Adding a vintage table to a space can be a stylish option but it will also give you some additional function and help organize things in your home. Whether you choose a used or antique table, you will have a furniture piece that you treasure for a long time. It will make a great addition to any home and will be with you for many years to come.

When choosing the best suited vintage table for a room, it is important to consider whether modern, retro or antique is the look you would like to embrace. No matter if you go with wood or glass, finding an antique table from a different period in time can add a uniqueness to any room that makes the space inviting and interesting. And it is sure to be a talking point with guests. Read further to continue exploring the different types of used tables available and some quick design tips that will make any space look designer-esque.

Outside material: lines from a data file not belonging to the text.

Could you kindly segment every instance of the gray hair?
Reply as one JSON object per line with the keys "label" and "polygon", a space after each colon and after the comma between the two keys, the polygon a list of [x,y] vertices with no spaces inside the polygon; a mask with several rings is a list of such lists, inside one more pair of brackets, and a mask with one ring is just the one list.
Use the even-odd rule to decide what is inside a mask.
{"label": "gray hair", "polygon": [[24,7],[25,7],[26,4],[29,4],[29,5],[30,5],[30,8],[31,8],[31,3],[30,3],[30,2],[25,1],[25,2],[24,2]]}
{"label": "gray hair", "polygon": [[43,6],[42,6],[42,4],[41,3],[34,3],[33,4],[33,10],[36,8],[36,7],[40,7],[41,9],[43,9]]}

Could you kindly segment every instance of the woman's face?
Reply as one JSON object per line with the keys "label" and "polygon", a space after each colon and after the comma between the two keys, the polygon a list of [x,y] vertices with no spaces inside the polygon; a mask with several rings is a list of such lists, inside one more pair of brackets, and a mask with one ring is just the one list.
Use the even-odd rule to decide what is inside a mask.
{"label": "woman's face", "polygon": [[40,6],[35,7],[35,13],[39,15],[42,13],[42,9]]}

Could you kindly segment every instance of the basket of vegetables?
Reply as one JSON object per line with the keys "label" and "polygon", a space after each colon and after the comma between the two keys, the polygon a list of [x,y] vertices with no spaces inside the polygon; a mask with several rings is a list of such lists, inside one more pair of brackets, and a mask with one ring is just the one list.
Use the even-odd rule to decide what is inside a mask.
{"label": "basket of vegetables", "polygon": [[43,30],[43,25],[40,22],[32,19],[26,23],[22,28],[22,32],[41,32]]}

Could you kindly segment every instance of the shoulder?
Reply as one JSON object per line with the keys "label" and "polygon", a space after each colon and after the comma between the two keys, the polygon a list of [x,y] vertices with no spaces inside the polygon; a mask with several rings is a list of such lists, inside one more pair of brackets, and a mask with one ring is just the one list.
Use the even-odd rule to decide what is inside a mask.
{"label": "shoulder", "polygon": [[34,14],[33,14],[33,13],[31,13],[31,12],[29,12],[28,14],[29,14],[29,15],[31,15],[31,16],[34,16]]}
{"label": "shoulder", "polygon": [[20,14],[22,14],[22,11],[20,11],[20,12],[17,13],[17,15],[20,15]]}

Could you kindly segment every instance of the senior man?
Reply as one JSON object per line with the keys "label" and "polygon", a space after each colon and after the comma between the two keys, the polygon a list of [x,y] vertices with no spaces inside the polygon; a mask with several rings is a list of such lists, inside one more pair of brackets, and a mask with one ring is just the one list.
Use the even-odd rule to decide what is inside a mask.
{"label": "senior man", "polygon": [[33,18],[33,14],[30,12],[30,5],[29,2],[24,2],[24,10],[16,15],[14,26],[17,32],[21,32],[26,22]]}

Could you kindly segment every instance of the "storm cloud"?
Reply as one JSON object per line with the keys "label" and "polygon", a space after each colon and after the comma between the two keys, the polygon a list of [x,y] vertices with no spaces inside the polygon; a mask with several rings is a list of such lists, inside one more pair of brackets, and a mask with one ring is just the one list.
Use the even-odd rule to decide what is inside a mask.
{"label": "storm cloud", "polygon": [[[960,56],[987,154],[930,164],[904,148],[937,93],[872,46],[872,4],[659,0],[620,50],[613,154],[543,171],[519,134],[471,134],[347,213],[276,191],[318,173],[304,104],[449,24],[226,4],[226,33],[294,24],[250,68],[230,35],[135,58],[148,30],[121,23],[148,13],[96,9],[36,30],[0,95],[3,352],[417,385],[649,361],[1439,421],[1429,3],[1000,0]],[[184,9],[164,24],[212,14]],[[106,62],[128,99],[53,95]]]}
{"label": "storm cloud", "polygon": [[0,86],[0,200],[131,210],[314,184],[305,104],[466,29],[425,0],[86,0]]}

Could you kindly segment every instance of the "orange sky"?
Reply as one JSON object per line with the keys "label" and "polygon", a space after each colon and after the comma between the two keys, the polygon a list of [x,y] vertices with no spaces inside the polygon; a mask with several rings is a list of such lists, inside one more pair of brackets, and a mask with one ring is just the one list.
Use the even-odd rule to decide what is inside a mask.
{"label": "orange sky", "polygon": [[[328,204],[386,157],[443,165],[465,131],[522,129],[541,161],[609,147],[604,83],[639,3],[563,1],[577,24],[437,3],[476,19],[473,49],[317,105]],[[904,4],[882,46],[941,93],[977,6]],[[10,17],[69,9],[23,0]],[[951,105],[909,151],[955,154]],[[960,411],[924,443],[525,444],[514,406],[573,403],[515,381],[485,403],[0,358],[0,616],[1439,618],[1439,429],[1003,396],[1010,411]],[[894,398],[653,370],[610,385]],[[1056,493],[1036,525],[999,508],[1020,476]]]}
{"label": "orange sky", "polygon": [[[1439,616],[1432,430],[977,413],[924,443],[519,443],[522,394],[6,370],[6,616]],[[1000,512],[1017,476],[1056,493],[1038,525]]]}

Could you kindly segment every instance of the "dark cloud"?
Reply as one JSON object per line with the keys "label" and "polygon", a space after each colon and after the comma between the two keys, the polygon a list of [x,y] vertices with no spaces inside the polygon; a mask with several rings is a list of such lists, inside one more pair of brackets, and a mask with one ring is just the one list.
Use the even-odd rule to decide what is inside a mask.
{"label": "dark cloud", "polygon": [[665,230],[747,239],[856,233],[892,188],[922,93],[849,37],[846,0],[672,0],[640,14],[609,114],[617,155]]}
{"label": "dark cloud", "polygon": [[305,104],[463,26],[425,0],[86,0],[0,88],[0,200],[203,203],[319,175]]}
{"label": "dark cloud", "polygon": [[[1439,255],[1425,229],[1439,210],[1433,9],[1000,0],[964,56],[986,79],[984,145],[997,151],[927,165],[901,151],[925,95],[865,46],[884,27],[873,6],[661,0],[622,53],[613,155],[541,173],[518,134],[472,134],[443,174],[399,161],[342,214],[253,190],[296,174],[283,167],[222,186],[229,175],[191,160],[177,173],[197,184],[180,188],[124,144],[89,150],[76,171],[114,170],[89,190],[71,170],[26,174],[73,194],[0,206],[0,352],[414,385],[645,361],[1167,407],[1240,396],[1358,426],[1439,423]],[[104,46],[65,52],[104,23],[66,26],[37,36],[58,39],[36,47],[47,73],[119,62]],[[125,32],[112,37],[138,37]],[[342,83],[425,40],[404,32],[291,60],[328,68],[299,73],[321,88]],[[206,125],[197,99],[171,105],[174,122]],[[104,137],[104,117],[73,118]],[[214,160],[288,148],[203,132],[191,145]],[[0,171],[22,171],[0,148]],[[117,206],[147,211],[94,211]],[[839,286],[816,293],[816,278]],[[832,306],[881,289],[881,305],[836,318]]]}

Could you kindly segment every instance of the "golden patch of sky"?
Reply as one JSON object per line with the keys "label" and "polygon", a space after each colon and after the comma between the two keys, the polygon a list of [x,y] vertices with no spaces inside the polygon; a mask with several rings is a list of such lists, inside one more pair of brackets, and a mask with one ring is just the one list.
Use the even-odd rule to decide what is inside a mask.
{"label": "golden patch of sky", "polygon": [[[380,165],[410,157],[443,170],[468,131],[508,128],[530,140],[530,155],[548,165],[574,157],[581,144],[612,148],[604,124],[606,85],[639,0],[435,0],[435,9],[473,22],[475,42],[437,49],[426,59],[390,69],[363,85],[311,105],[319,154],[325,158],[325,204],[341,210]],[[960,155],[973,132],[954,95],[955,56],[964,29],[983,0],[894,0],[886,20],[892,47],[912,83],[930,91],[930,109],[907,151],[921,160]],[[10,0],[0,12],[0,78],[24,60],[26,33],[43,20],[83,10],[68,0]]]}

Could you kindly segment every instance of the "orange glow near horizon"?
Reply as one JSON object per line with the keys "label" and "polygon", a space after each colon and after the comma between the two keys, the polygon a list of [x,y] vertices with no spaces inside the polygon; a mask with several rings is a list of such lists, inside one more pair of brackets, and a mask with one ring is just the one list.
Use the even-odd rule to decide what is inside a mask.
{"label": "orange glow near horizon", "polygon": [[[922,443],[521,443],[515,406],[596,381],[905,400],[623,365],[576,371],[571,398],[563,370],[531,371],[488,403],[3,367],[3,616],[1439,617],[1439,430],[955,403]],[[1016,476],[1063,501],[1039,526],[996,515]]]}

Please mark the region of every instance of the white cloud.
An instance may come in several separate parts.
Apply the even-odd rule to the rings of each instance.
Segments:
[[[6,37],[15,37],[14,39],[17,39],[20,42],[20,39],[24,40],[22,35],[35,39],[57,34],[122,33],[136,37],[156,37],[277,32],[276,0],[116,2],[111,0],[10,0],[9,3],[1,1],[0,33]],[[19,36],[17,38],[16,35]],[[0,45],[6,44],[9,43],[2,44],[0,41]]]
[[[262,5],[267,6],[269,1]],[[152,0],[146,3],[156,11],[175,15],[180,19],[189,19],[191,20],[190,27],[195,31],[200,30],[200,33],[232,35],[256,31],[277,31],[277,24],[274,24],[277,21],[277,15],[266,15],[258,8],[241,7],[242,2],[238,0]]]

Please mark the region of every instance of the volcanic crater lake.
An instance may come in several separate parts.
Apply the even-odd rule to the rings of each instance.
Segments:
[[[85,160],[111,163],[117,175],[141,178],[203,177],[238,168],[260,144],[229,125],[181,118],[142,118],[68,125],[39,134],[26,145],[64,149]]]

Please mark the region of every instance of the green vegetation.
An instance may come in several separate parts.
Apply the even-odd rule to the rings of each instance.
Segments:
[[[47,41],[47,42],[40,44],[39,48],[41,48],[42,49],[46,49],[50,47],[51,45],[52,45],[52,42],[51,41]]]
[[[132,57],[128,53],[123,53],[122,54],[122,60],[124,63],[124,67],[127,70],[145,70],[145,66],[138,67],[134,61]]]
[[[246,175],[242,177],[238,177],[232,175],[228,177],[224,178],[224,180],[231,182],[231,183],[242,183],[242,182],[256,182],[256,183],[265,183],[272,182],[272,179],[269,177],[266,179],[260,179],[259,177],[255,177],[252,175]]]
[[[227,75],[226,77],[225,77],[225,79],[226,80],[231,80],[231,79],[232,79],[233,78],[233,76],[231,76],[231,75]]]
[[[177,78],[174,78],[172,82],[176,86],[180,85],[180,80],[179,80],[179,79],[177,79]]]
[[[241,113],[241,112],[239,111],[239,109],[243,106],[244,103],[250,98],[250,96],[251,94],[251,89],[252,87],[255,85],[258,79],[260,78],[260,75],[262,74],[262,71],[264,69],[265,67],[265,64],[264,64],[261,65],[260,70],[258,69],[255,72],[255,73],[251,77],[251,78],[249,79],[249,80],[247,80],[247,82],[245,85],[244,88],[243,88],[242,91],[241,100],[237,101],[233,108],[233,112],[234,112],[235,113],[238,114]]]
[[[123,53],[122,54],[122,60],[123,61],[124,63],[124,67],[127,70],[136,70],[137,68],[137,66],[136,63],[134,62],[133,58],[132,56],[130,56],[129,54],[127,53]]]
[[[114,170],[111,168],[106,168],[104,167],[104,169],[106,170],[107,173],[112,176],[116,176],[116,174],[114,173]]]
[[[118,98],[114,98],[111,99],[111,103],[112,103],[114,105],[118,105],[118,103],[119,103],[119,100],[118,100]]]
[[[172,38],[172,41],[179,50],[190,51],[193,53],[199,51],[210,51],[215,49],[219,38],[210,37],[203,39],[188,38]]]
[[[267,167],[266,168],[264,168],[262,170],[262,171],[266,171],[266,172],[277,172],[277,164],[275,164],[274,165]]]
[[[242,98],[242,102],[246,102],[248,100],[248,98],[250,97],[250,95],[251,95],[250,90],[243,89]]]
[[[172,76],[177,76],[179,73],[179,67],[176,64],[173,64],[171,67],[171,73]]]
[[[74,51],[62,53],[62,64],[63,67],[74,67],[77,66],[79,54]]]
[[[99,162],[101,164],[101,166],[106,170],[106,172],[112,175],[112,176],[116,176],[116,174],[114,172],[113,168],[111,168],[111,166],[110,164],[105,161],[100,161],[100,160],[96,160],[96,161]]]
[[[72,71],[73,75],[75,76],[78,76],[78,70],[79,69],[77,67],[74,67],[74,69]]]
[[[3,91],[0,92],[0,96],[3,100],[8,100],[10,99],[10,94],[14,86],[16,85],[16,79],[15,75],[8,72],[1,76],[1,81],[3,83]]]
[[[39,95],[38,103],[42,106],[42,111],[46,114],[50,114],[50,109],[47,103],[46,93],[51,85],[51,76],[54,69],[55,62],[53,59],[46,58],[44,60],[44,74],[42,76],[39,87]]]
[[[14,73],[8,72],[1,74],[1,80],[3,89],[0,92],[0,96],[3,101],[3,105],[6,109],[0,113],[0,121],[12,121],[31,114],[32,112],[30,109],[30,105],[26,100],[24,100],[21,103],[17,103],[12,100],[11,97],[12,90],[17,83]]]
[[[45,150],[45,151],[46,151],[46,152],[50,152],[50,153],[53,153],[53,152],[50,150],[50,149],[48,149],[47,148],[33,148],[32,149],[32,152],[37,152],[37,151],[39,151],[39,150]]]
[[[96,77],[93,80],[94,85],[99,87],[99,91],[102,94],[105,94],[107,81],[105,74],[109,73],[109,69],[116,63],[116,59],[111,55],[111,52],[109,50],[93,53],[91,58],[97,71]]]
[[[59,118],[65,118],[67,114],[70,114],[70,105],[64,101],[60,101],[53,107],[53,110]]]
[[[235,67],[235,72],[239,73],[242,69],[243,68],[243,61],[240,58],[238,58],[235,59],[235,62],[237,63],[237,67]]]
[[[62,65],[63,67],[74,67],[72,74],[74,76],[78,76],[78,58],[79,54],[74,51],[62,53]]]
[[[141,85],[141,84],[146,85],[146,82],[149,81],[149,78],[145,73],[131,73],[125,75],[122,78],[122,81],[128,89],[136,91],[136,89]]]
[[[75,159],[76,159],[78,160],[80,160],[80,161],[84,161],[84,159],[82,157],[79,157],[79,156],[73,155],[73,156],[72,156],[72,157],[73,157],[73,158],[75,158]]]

Generally chosen after all the seating in a room, coffee tables are the last piece to the design puzzle. Depending on the height of the sofa or chair, a coffee table should stand between 16 to 20 inches in height. Consider the space before choosing the perfect coffee table, as the ideal distance from the edge of the table to the edge of the seat is 18 inches, and the perfect distance for the room’s main passageway is 30 inches. Oval coffee tables can be perfect for a family with children, as there are no safety issues or corners to be cautious of. Wooden coffee tables can add warmth to a space, while glass-top coffee tables tend to be less bulky. To add a unique accent to a room, try vintage nesting tables spaced out as a coffee table.


Any vintage table that sits to the side of a piece of furniture can be considered a side table. They are mostly found in living rooms, family rooms or dens by a sofa or chair. Depending on its height, a side table (also called an end table) can be found on either side of a bed. These are generally referred to as nightstands. The standard sofa arm is approximately 24 inches tall, so the side table should be similar in height. If the side table will be located in an entryway, it is suggested that it stands between 27 to 30 inches in height.

Considering adding a lamp atop the side table? Just make sure it spans at least 22 inches across! Stone or glass side tables are ideal for holding drinks since coasters aren’t needed while antique wood end tables are great for resting remotes or books. Side tables can be both stylish and functional at the same time. Use tables with drawers for hidden storage. Nesting tables can be fun to use as end tables, as their positioning can change as needed.


Typically standing 30 inches tall, try using a console table in the dining room as a bar. A glass console table would work perfectly, as spills can easily be wiped up. Such a piece can also be the perfect addition to any bedroom. Add a stool, lamp and vintage mirror to a wooden table, and viola, a vanity is born. Use a console table with a mirror above it in the entryway to create a “drop zone” for keys or coins. A console table can also be placed behind a sofa in the living room or family room, although, when located behind a sofa, a console table is generally referred to as a sofa table.


When picking out this staple piece of furniture, size and shape must first be considered. In order to dine comfortably, the table mustn’t be too high. For that reason, most dining room tables to be 28 to 30 inches high. Counter-height dining room tables are great for casual eating spaces and are usually about 36 inches high. Vintage drop leaf dining room tables are ideal for small spaces, as the leaves can be lowered from either side in order to tuck the table away. Depending on the amount of people eating around the table and the size of the room, consider a round versus a rectangular dining table.